At a quarter to five Salma had found herself walking once more in the direction of the pharmacy where the man was waiting for her. He took her hand and led her into the back room. She smelled perfumes, herbs, and medicines, felt dizzy, and put out her hand to steady herself against the wall. The pharmacist took her by the arm and sat her down on the couch and began to devour her. She told him, “Take me,” and he answered that he was going to eat her and started devouring her breasts. She tried to ask him about the mirror and how she’d seen the image merging with its shadow but he told her to stop talking. “No talking!” he yelled at her, so she stopped talking and went inside herself, where everything was overflowing. Slowly, darkness spread over the man and the woman lying on the bed of lust and they became like two shadows.
And when the rite of love that the pharmacist refused to call love had ended, Salma put on her clothes and got ready to leave. This time, however, she refused to take the little bottle. “That’s it, Nasri. Hend and Nasim are about to get married and you still want to fool around? That’s it, my dear. I’m getting old and soon I’ll be a grandmother. Plus you’re never satisfied. Tell me: you give me that medicine, but what do you take yourself? How can your body stand it at your age? Anyway, I’m done with it. I’m tired of this body of mine that doesn’t feel like my own anymore.”

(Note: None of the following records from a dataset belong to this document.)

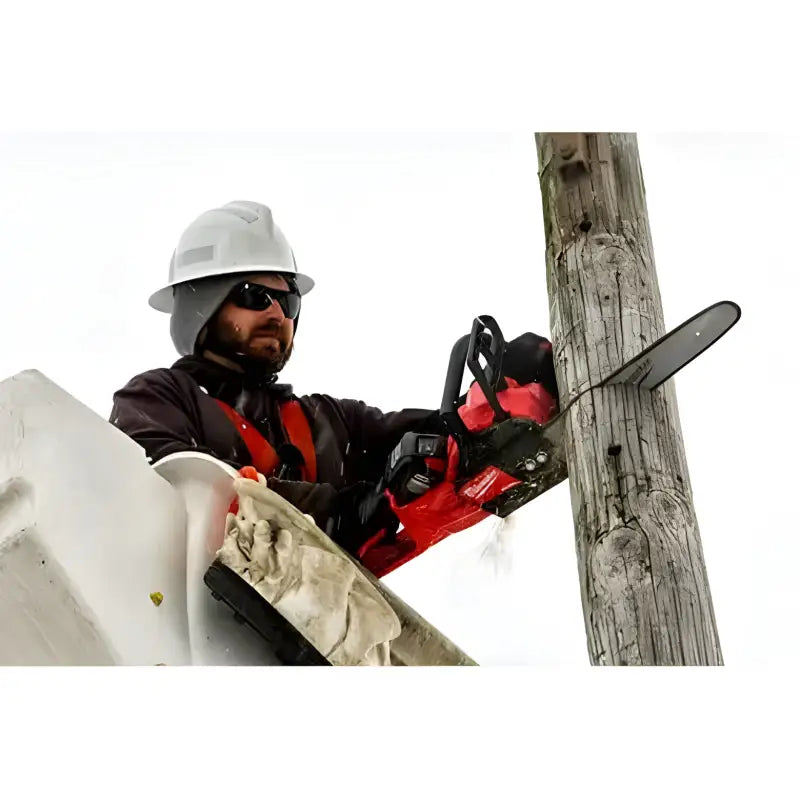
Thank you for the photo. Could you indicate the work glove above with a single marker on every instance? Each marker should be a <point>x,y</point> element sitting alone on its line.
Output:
<point>360,512</point>
<point>529,359</point>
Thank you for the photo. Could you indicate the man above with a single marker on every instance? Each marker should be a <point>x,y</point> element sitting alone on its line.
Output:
<point>234,297</point>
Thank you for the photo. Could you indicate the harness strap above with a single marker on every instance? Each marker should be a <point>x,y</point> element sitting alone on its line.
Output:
<point>263,454</point>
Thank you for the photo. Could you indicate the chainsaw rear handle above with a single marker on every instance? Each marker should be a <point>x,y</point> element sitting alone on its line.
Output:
<point>486,339</point>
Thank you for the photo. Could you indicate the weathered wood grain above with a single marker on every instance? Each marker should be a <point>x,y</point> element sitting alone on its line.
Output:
<point>644,586</point>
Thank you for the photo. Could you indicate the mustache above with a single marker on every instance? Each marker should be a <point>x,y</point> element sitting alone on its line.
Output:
<point>271,328</point>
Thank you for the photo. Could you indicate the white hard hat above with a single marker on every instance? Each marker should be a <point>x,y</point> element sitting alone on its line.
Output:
<point>239,238</point>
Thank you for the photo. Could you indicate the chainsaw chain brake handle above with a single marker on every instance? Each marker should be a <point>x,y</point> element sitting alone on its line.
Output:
<point>486,339</point>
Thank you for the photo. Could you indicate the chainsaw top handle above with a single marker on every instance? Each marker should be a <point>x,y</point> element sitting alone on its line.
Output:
<point>486,339</point>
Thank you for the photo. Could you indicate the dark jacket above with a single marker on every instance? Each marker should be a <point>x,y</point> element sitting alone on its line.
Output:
<point>172,410</point>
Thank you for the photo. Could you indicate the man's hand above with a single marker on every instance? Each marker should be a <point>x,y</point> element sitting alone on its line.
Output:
<point>361,511</point>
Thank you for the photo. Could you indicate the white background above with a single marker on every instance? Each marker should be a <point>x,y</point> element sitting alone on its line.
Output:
<point>409,233</point>
<point>409,237</point>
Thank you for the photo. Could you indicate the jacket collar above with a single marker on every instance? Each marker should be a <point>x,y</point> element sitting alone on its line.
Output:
<point>227,383</point>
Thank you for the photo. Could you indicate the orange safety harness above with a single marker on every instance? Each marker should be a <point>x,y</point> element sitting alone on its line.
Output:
<point>263,455</point>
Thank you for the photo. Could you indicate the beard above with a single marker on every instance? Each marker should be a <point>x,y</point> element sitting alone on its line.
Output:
<point>228,340</point>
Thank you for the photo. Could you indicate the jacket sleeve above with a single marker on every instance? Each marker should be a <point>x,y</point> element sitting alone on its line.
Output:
<point>157,413</point>
<point>374,434</point>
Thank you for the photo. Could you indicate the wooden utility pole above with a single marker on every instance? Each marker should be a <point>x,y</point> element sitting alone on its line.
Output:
<point>644,587</point>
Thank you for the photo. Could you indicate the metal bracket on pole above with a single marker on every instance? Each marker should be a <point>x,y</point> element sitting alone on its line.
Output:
<point>572,153</point>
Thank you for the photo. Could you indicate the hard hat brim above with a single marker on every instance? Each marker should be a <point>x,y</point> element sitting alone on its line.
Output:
<point>162,299</point>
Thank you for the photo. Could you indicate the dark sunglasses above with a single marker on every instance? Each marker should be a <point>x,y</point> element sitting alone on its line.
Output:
<point>255,297</point>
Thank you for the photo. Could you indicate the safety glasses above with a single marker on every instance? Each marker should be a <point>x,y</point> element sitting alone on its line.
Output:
<point>255,297</point>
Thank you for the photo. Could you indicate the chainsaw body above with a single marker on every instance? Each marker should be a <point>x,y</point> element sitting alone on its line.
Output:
<point>496,458</point>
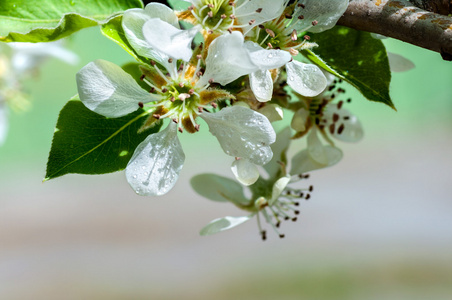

He told her he’d thought about it and maybe she was right, “but what does ‘right’ mean? There is no right in this world.” He also said that his medicine had proved that the body had no limits. “Desire is like time: it’s always there because it repeats itself endlessly.” She asked him about the other days of the week and he scowled and said there were no other days and asked her not to mention the subject again.
After two months of their meetings, which took place every Tuesday at five, she told him she wouldn’t be sticking to the time he’d set and would arrive whenever she felt like it because she’d begun to feel jealous. He told her sharply that the game of love and jealousy ill became one who had reached the last stage of life’s journey, and that if she was looking for love she’d have to find it elsewhere, “because I don’t have any room left in my heart.”